Scientists have a big-picture view of how the inflammasome contributes to innate immunity, says Sohn. They’ve found that inflammasomes are constructed from special, danger-sensing proteins. If a microbe invades or a cell is damaged, these proteins recognize molecular patterns associated with the invader. They then assemble to form the inflammasome.
Once assembled, the inflammasome triggers a cascade of biochemical activity that can lead to voracious white blood cells called macrophages flocking to the site of invasion and scarfing up the infected or damaged cells.
What’s missing from this picture, says Sohn are the close-up details.
Sohn’s research strategy involves taking apart the inflammasome, examining each piece, and then observing how the pieces reassemble, using techniques such as X-ray crystallography, to gain an atom-by-atom view of the molecule. “It’s like you’d disassemble a car to learn the job of each piece,” he says. He’ll then use biochemical methods to discern which part of the molecule performs which roles, examining, for example, how each piece receives the incoming signal warning of danger, and how that information is transmitted to other immune system components.
“Humans have about 20 different types of inflammasomes, each sensing different types of pathogenic assault,” says Sohn. He is focusing on two in particular. One is called NLRP3. Malfunctions in this molecule have been found in patients with arthritis and type 2 diabetes. Yet little is known about how the NLRP3 protein assembles into the inflammasome complex, and how that structure enables the molecule to mobilize other members of the innate immune system.
The second is a molecule called AIM2. Patients with the autoimmune disease systematic lupus erythematosus produce unusually high levels of this inflammasome. Understanding the normal structure and function of AIM2 could, says Sohn, offer insights into the root cause the disease.
Basic research on inflammasomes might also help scientists design new drugs for diseases associated with the molecules. Most of those diseases involve “hyper-activation” of the inflammasome.
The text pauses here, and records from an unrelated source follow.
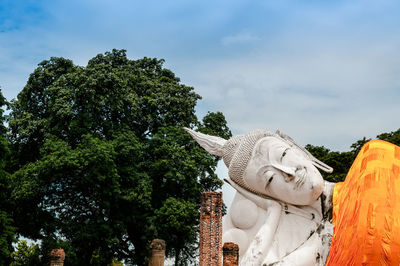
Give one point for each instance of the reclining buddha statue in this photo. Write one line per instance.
(285, 213)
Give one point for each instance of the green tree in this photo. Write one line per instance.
(7, 229)
(25, 255)
(342, 161)
(99, 157)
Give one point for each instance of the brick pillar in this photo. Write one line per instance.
(231, 254)
(57, 257)
(157, 252)
(211, 229)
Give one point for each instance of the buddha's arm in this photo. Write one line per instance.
(262, 242)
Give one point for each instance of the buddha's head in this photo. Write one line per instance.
(269, 164)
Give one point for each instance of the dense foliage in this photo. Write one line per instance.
(100, 160)
(7, 230)
(342, 161)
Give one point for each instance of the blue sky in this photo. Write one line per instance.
(324, 72)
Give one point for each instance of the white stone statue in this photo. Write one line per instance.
(280, 214)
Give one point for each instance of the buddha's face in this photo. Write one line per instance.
(277, 170)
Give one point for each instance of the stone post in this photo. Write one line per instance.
(157, 252)
(231, 254)
(211, 229)
(57, 257)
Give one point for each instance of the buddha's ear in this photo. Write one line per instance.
(212, 144)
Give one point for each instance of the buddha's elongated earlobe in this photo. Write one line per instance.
(212, 144)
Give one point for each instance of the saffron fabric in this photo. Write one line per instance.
(366, 209)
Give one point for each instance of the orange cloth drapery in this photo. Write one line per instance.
(366, 209)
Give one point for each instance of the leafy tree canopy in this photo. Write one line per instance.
(7, 229)
(99, 158)
(342, 161)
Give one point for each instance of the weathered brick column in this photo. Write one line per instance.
(57, 257)
(231, 254)
(211, 229)
(157, 252)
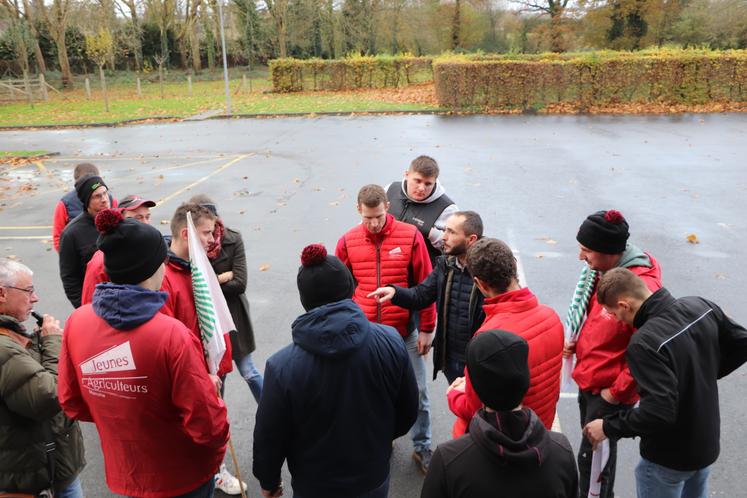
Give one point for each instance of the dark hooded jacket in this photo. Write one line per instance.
(507, 454)
(29, 410)
(332, 403)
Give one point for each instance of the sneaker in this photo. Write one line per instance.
(227, 483)
(423, 457)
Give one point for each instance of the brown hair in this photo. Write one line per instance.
(84, 169)
(472, 224)
(179, 220)
(371, 196)
(493, 262)
(620, 282)
(426, 166)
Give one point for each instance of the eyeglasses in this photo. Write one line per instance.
(29, 290)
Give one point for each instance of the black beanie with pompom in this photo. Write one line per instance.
(322, 279)
(133, 251)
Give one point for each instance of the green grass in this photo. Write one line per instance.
(6, 154)
(72, 107)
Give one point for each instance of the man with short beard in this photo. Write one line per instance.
(451, 287)
(78, 241)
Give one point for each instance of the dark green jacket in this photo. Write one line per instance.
(28, 401)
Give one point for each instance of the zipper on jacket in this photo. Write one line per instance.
(378, 279)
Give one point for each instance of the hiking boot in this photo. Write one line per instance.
(423, 457)
(226, 482)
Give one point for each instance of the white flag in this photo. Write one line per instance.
(212, 310)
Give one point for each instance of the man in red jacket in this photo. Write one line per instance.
(140, 376)
(180, 303)
(598, 339)
(383, 251)
(132, 206)
(510, 307)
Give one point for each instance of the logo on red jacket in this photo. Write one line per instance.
(98, 379)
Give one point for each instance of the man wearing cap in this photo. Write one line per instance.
(131, 206)
(681, 348)
(69, 206)
(335, 399)
(140, 376)
(508, 306)
(78, 241)
(31, 422)
(508, 451)
(597, 338)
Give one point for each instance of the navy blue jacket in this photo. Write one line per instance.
(459, 304)
(332, 403)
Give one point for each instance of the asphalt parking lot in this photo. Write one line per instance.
(285, 183)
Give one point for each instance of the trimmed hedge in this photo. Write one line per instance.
(677, 77)
(294, 75)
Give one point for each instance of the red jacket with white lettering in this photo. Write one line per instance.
(95, 274)
(177, 282)
(603, 340)
(395, 256)
(519, 312)
(162, 426)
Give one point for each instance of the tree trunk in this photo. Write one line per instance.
(456, 26)
(67, 74)
(103, 87)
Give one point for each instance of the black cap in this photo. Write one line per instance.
(133, 251)
(604, 231)
(322, 279)
(86, 185)
(498, 368)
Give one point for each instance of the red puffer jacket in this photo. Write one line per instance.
(519, 312)
(177, 282)
(163, 429)
(395, 256)
(602, 342)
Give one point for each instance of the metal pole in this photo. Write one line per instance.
(225, 60)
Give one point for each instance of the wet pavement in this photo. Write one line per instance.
(285, 183)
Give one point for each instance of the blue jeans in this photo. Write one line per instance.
(251, 375)
(453, 369)
(421, 431)
(204, 491)
(380, 492)
(74, 490)
(656, 481)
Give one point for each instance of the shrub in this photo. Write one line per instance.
(662, 76)
(294, 75)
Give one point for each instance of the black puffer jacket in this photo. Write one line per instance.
(459, 304)
(28, 411)
(233, 258)
(77, 245)
(681, 348)
(508, 454)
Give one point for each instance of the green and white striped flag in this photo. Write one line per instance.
(212, 311)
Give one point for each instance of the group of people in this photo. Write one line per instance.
(416, 274)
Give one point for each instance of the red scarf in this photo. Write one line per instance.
(214, 248)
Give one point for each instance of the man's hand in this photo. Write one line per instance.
(383, 294)
(50, 326)
(216, 380)
(607, 396)
(457, 385)
(594, 432)
(569, 349)
(274, 493)
(425, 339)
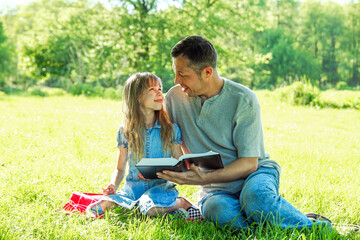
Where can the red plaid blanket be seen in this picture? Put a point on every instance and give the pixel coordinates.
(80, 201)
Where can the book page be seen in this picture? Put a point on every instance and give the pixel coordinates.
(158, 162)
(193, 155)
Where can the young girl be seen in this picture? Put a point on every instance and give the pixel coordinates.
(149, 133)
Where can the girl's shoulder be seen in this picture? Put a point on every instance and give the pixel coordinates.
(176, 128)
(121, 138)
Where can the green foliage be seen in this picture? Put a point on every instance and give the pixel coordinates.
(299, 93)
(262, 44)
(6, 62)
(45, 91)
(287, 63)
(54, 146)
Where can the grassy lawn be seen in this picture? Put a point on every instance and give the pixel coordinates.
(53, 146)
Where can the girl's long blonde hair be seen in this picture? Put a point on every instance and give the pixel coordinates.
(134, 118)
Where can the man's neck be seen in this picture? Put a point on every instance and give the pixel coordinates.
(215, 86)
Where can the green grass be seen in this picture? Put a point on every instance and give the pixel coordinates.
(53, 146)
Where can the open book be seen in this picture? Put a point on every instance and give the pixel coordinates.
(206, 161)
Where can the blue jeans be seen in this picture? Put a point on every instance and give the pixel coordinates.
(258, 201)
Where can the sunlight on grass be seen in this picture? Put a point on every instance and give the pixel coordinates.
(54, 146)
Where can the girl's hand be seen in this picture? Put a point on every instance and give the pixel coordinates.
(110, 189)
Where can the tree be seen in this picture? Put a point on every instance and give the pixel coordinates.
(6, 63)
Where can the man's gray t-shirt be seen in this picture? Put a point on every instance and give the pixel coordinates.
(228, 123)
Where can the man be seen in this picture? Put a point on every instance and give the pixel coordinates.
(218, 114)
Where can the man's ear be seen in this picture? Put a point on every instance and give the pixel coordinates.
(207, 72)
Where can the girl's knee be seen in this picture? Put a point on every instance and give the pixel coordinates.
(152, 212)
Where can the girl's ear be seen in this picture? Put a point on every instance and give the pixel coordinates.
(207, 72)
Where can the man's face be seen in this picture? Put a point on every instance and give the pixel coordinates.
(192, 84)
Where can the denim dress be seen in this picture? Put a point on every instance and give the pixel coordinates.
(146, 193)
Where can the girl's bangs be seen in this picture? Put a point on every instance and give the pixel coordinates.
(153, 82)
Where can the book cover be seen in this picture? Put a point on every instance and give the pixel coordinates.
(206, 161)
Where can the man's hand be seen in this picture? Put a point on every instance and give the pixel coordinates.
(192, 177)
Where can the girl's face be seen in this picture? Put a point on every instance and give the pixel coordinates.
(152, 98)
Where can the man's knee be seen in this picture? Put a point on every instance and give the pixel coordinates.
(224, 210)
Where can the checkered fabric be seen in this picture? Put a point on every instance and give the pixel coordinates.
(194, 213)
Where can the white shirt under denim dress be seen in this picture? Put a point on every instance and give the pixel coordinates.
(136, 191)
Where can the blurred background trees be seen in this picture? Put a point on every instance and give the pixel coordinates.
(84, 46)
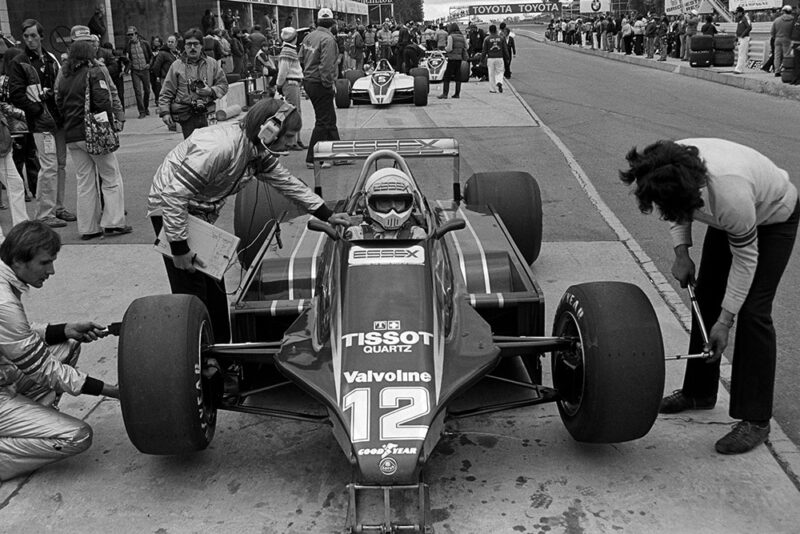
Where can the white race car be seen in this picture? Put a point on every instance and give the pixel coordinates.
(382, 87)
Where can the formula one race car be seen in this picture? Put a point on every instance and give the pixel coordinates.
(383, 86)
(387, 365)
(434, 65)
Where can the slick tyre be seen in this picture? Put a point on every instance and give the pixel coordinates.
(167, 405)
(611, 382)
(516, 197)
(343, 93)
(420, 91)
(257, 207)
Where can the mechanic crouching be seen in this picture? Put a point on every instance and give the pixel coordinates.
(37, 362)
(200, 173)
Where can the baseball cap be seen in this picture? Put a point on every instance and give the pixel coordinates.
(80, 33)
(288, 34)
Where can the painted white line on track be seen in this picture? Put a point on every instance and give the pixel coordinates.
(785, 452)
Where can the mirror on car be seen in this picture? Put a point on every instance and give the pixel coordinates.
(318, 226)
(449, 226)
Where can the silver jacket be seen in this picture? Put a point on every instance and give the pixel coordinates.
(214, 163)
(22, 347)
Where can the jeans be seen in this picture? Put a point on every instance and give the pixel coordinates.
(16, 189)
(92, 171)
(33, 433)
(141, 88)
(741, 59)
(211, 292)
(52, 176)
(753, 362)
(324, 115)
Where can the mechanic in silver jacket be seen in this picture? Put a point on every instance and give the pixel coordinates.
(200, 173)
(37, 362)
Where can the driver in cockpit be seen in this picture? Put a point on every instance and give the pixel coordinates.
(391, 201)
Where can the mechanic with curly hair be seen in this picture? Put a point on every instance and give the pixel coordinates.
(200, 173)
(752, 212)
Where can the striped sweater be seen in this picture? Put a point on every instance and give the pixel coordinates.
(745, 190)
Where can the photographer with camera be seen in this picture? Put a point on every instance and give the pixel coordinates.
(192, 84)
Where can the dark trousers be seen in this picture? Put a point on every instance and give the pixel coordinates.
(753, 362)
(453, 72)
(324, 115)
(24, 154)
(141, 88)
(194, 122)
(211, 292)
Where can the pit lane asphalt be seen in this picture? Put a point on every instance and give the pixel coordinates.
(517, 471)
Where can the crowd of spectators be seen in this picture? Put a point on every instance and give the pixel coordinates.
(652, 34)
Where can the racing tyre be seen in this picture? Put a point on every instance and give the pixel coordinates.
(353, 74)
(420, 91)
(167, 405)
(610, 384)
(343, 93)
(257, 207)
(516, 197)
(463, 73)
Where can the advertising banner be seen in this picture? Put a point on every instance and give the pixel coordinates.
(595, 6)
(511, 9)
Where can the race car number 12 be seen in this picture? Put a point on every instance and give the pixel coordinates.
(408, 403)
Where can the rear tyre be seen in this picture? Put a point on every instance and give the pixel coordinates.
(463, 73)
(257, 207)
(420, 91)
(516, 197)
(167, 405)
(610, 385)
(343, 93)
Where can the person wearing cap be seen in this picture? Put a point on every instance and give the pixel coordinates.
(318, 55)
(781, 31)
(290, 80)
(692, 21)
(139, 57)
(199, 174)
(743, 29)
(36, 97)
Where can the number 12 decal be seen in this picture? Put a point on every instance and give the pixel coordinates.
(392, 425)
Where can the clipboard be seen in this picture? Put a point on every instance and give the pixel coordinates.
(216, 247)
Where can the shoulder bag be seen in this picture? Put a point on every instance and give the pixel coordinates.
(101, 137)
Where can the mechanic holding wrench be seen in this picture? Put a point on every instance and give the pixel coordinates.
(752, 212)
(200, 173)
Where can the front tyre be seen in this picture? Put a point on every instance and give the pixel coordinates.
(167, 405)
(611, 382)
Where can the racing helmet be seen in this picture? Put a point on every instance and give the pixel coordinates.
(390, 197)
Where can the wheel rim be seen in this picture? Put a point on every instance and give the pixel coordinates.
(208, 414)
(568, 366)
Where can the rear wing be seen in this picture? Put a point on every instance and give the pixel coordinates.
(408, 148)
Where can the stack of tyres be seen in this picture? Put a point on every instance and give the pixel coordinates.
(787, 69)
(701, 53)
(724, 43)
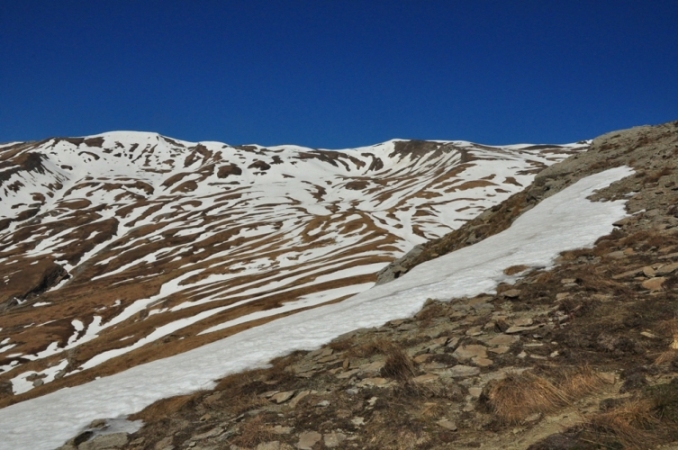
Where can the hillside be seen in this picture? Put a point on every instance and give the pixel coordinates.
(123, 248)
(592, 336)
(580, 355)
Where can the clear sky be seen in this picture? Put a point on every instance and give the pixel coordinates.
(337, 73)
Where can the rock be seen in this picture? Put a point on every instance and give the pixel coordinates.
(511, 293)
(482, 362)
(334, 439)
(654, 284)
(447, 424)
(532, 418)
(648, 335)
(348, 374)
(502, 340)
(667, 269)
(616, 255)
(515, 329)
(467, 352)
(474, 331)
(165, 443)
(608, 377)
(105, 441)
(282, 397)
(420, 359)
(376, 382)
(452, 343)
(462, 371)
(499, 350)
(426, 378)
(523, 322)
(308, 439)
(299, 397)
(674, 344)
(502, 324)
(372, 368)
(279, 429)
(475, 391)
The inflammasome works too hard, says Sohn, with the consequence being chronic inflammation of certain tissues. “Thus, developing a way to shut off certain inflammasomes could lead to potent anti-inflammatory therapies.”
“I want my research to lead to therapeutic products,” says Sohn, although he admits that his goal will take a while to achieve. “Inflammasomes are hard to study.” The large protein complexes are difficult to reconstitute in the lab, “but that is what attracts me. I like challenges.”